LitStack Rec: The Android’s Dream & The Goldfinch

by Tee Tate
The Android’s Dreamandroid
John Scalzi

With the announcement of John Scalzi’s Old Man’s War series being tapped for a SyFy television show, I thought it would only be appropriate to recommend this week the very first Scalzi book I ever read:  The Android’s Dream.  The book was not at all what I expected:  it was far better – and I’ve been a fan ever since.

The Android’s Dream is a highly imaginative and fast moving story set in the near future, where Earth (politically known as the United Nations of Earth) is a junior member of the Common Confederation, a galactic-wide United Nations type of governing body.  While the UNE jockeys for a more lucrative and prestigious position within the CC, they become major trading partners with the Nidu, a more advanced humanoid species with a highly developed sense of odorous propriety.

No, wait… that sounds too stuffy, and this is NOT a stuffy book.  Although it is full of government employees, government departments, government intrigue and lots of initials, it is not a stuffy book.  In fact, it’s downright funny (as in tongue in cheek funny, somewhat irreverent funny and occasionally guffaw-ish funny).  So let me try again.

Imagine yourself on Earth in a hundred or so years in the future.  Some things are very much the same, and some things have different trappings but are not very much different from what we know now.
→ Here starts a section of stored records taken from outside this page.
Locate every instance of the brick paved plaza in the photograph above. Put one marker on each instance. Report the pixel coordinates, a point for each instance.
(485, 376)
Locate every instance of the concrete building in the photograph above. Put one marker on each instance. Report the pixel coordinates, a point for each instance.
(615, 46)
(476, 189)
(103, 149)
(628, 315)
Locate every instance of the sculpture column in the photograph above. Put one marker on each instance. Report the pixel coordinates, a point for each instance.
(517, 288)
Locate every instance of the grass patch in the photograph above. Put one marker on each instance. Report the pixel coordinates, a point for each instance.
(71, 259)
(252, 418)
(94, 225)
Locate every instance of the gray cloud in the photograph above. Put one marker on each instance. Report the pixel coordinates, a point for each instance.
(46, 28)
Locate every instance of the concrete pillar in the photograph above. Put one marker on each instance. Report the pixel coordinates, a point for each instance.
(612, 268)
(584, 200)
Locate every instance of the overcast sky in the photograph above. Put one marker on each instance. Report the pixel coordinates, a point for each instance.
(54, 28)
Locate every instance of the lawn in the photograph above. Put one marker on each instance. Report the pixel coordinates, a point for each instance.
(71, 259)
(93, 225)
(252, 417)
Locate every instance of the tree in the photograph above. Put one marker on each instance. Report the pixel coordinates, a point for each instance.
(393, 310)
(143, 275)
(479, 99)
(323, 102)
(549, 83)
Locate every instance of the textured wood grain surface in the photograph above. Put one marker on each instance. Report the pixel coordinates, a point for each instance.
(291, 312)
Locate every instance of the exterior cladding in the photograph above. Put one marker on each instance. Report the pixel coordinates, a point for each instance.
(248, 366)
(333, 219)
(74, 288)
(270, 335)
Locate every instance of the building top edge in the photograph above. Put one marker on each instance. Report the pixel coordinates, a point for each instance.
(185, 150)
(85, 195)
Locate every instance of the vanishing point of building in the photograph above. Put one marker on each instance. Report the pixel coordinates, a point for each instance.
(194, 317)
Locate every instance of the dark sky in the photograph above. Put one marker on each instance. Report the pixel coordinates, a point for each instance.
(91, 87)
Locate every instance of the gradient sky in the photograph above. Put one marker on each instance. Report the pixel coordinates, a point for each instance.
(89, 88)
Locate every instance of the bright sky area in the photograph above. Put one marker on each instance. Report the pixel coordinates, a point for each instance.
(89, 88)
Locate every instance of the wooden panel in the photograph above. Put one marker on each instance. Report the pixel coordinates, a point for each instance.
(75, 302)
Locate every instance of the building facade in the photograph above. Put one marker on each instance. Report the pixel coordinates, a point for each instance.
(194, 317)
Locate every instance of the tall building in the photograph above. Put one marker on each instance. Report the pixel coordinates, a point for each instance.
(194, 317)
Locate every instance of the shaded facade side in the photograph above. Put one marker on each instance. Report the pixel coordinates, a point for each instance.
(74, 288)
Hold on, that’s not going anywhere, either, and this book definitely covers a lot of ground.

Ok, imagine this:  “Die Hard”‘s John McClane mixed in with Thomas Anderson (the pre-“Matrix” Neo), set in the future where our hero is a low level government employee by choice, rather than following the typical career arc (at which he could have excelled with ease).  The bad guys are not just aliens, but also from competing government agencies and manic private enterprises, as well as from the ranks of B-movie thugs and even from theoretical ecclesiastical heretics.  (Yeah, there are a lot of bad guys in this book, enough for everybody.)  The good guys are not always biological, and the humans sometimes are not wholly human.

Throw in a damsel in distress who doesn’t know it, a mad scramble to find a rare breed of sheep , a long dead heiress, a church that seems a mish mash of theology and Monty Python skits, resonating military battles and their continuing fallout, suburban malls, geeks, aliens, freelance mercenaries, and farting as a political juggernaut, and you’ve got a glimpse of what you’re in for with The Android’s Dream.

Yeah, I know, I’m giving you a lot of lists and not a lot of exposition.  That’s because if I started giving you some exposition, I’d end up not only giving out way too many spoilers and pretty much be relating the entire friggin’ book for you.  And John Scalzi’s writing style, seamless world-building, fluid pacing and sometimes wicked, sometimes tender sense of humor is not to be missed.  So I’m just going to cut to the chase and let Scalzi make a believer out of you himself.